Si, certamente. Ma dev’essere chiaro che il problema non sono i prodotti finanziari in sé: i derivati servono, perché sono fatti per offrire copertura rispetto all’instabilità finanziaria. Se vendo automobili e incasso in dollari, il derivato mi permette di coprirmi dal rischio di cambio. Il problema, quindi, non sono i prodotti venduti e comprati ma i comportamenti degli operatori e il come mai questi comportamenti possano diventare devianti fino a creare un rischio sistemico. Insomma, la finanza diventa “creativa” se c’è un contesto che favorisce un’operatività incontrollata…
Già ma intanto l’apertura di ben due istruttorie per abuso di posizione dominante da parte dell’Antitrust europeo su sedici banche del continente nel mercato dei credit default swap autorizza a nutrire più di un sospetto che questo campo da gioco sia tutt’altro che livellato…
Il problema, come si diceva, è l’enforcement cioè chi fa rispettare queste regole: la differenza fra i paesi in cui le regole vengono fatte rispettare come l’Italia e il Canada e paesi nei quali si usa il light touch è abbastanza evidente. Però rispetto ai cds e all’abuso di posizione dominante c’è un modo molto semplice per risolvere la questione.
Quale?
Nei mercati finanziari se c’è qualcuno che abusa del suo potere di mercato si verifica una manipolazione dei prezzi. Ma se in Europa si ritiene che i prezzi dei cds siano manipolati, con possibili effetti rilevanti, perché si sa che i cds spesso vengono usati come indicatori del rischio sul debito sovrano, lo strumento legislativo per perseguire questi comportamenti c’è già: si chiama market abuse directive.

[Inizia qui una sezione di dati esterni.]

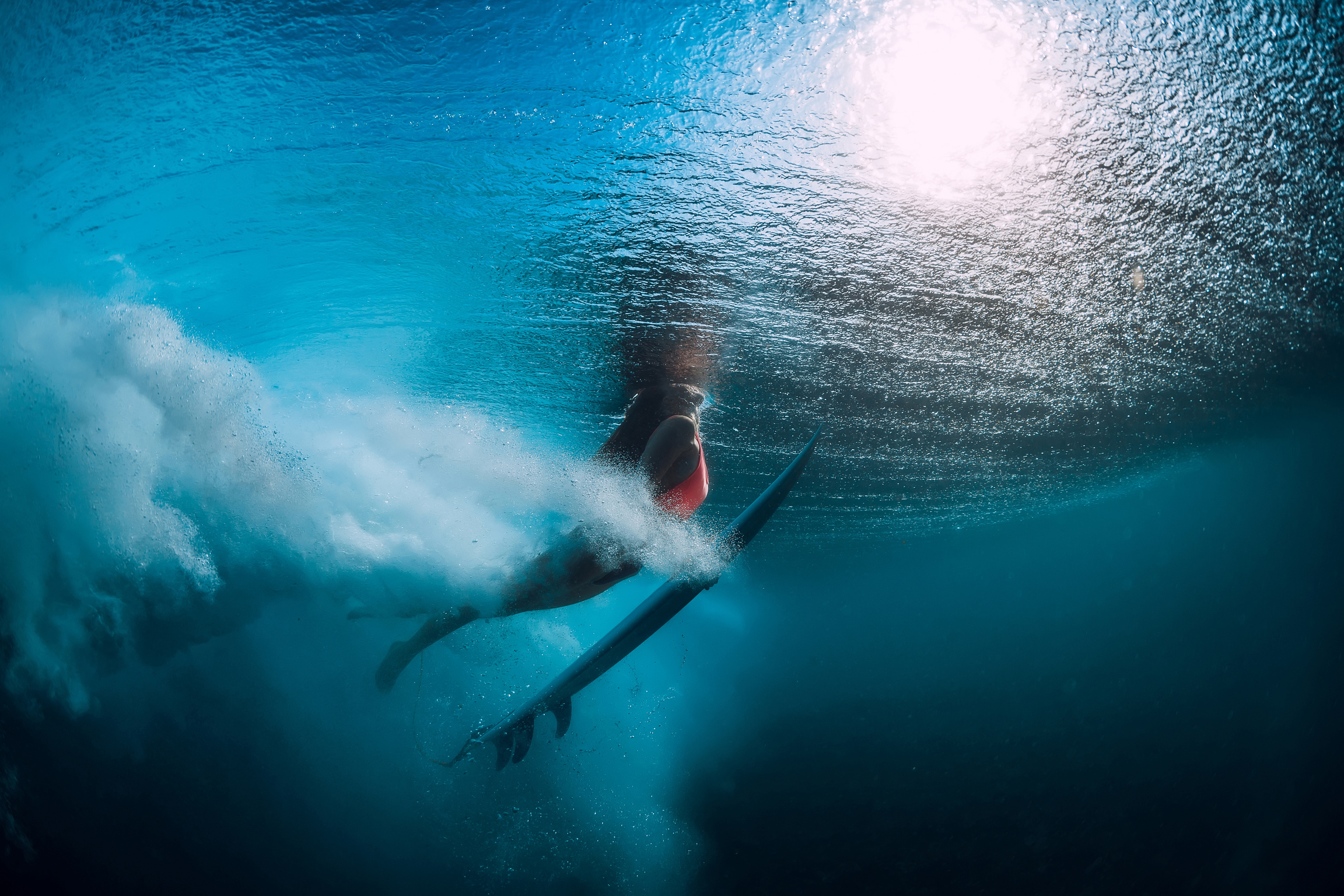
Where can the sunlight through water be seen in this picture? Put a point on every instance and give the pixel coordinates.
(947, 96)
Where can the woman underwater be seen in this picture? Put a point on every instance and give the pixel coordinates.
(659, 437)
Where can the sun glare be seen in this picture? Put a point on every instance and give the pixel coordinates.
(944, 97)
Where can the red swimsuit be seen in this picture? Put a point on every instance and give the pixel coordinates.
(686, 496)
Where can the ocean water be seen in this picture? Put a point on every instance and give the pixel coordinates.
(312, 315)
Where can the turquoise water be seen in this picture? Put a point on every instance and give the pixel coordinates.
(315, 311)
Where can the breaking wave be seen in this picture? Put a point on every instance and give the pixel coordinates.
(156, 496)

Si segua questa strada, invece di percorrerne altre un po’ demagogiche, come l’idea della tassa sulle banche…
Scusi ma la direttiva market abuse si applica solo sui mercati regolamentati…

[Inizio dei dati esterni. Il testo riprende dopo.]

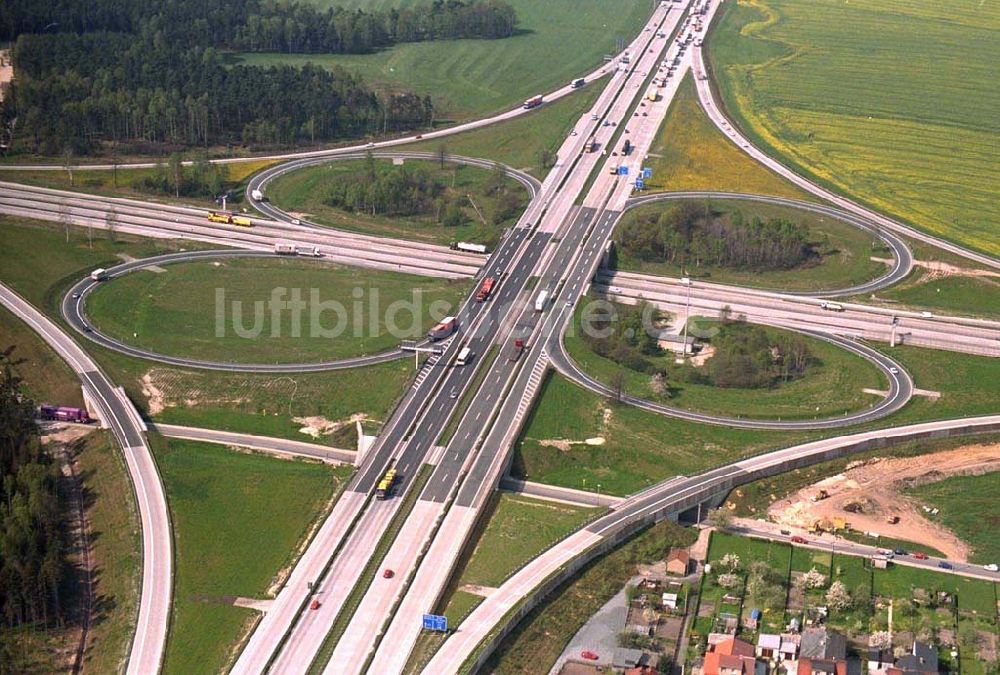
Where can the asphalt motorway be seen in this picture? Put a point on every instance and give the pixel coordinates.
(699, 298)
(668, 498)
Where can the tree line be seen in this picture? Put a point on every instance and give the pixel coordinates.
(263, 25)
(32, 537)
(303, 28)
(751, 357)
(745, 355)
(687, 235)
(152, 75)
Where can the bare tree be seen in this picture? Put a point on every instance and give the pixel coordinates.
(838, 596)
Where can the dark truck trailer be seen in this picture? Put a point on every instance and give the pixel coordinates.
(516, 349)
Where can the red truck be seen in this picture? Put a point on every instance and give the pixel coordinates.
(443, 329)
(486, 289)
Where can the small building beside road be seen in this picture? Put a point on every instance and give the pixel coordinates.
(678, 561)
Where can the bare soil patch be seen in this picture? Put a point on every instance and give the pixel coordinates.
(939, 270)
(868, 492)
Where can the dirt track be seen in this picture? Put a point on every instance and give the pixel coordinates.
(870, 491)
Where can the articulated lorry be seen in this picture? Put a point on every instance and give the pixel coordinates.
(283, 248)
(486, 289)
(467, 247)
(62, 413)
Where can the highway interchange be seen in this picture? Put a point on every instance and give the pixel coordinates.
(558, 241)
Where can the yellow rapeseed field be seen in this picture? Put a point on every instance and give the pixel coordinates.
(891, 102)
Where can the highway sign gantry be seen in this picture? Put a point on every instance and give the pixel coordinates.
(435, 622)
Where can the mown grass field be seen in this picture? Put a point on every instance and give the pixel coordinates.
(847, 263)
(831, 386)
(47, 378)
(36, 260)
(558, 40)
(237, 520)
(970, 507)
(518, 142)
(690, 153)
(518, 530)
(891, 102)
(963, 295)
(127, 183)
(541, 636)
(641, 448)
(304, 191)
(176, 311)
(638, 448)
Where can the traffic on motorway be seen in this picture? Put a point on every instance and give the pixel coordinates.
(384, 554)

È vero e qui veniamo al punto del sistema bancario-ombra: si tratta di cominciare a estendere anche ai soggetti e ai mercati attualmente non sottoposti a regolamentazione le regole che già valgono per gli altri; serve una maggiore trasparenza operativa; serve incentivare l’uso di piattaforme per le negoziazioni che vedano controparti centralizzate; occorre chiedere parametri prudenziali e di assorbimento di capitale maggiori per chi è tuttora in ombra. Ripeto, queste strade sono state indicate da tempo: occorre solo agire.
Ma voi banchieri italiani siete davvero sicuri di essere al di sopra di ogni sospetto?

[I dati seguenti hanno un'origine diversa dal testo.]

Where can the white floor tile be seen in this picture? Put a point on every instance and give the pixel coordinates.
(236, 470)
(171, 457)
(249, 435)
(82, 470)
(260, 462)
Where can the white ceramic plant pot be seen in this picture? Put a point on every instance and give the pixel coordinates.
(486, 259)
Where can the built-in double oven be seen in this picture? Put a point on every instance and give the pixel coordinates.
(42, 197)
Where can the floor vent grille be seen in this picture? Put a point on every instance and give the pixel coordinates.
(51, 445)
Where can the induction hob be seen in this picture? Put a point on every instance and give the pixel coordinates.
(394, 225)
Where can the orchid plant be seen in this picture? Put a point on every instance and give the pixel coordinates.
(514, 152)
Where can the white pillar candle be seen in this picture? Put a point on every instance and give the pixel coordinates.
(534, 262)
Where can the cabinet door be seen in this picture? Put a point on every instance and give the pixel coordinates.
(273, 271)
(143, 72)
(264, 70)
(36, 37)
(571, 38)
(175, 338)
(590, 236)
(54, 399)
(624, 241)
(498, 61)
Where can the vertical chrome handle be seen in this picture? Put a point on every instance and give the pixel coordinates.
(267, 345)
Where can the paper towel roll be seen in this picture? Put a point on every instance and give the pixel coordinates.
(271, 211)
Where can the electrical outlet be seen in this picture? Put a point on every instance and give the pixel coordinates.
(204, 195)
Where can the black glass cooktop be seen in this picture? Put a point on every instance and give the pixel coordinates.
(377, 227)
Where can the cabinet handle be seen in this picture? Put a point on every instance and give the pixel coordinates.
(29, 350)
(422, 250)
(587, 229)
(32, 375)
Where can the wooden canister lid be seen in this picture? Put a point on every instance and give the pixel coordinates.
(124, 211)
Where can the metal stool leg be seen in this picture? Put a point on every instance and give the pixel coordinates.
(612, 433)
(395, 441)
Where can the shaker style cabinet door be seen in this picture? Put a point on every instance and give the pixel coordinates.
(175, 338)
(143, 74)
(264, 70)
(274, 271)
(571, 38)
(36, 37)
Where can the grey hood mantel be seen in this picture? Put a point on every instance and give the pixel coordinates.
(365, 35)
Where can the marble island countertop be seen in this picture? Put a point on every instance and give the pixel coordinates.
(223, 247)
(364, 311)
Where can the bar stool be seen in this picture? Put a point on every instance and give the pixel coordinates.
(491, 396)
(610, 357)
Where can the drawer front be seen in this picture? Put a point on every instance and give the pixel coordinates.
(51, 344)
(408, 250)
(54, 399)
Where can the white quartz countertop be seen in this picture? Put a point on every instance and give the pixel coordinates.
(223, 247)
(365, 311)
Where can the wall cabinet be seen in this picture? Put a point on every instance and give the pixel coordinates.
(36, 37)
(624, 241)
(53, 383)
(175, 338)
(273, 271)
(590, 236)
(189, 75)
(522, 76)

Le faccio notare in primo luogo che nelle 16 banche dell’indagine europea non c’è nessuna banca italiana coinvolta. Inoltre, come il Sole 24 Ore ha scritto più volte, negli attivi delle banche italiane il 60% viene destinato a prestiti a imprese e famiglie, abbiamo un funding composto di depositi e obbligazioni e le nostre attività finanziarie sono fatte di titoli di Stato. Noi italiani titoli tossici non ne abbiamo. Non a caso, in un anno in cui le investment bank hanno ripreso a fare profitti d’oro le banche italiane, da sempre orientate verso un business tradizionale e verso il basso rischio, accusano il peso della bassa redditività.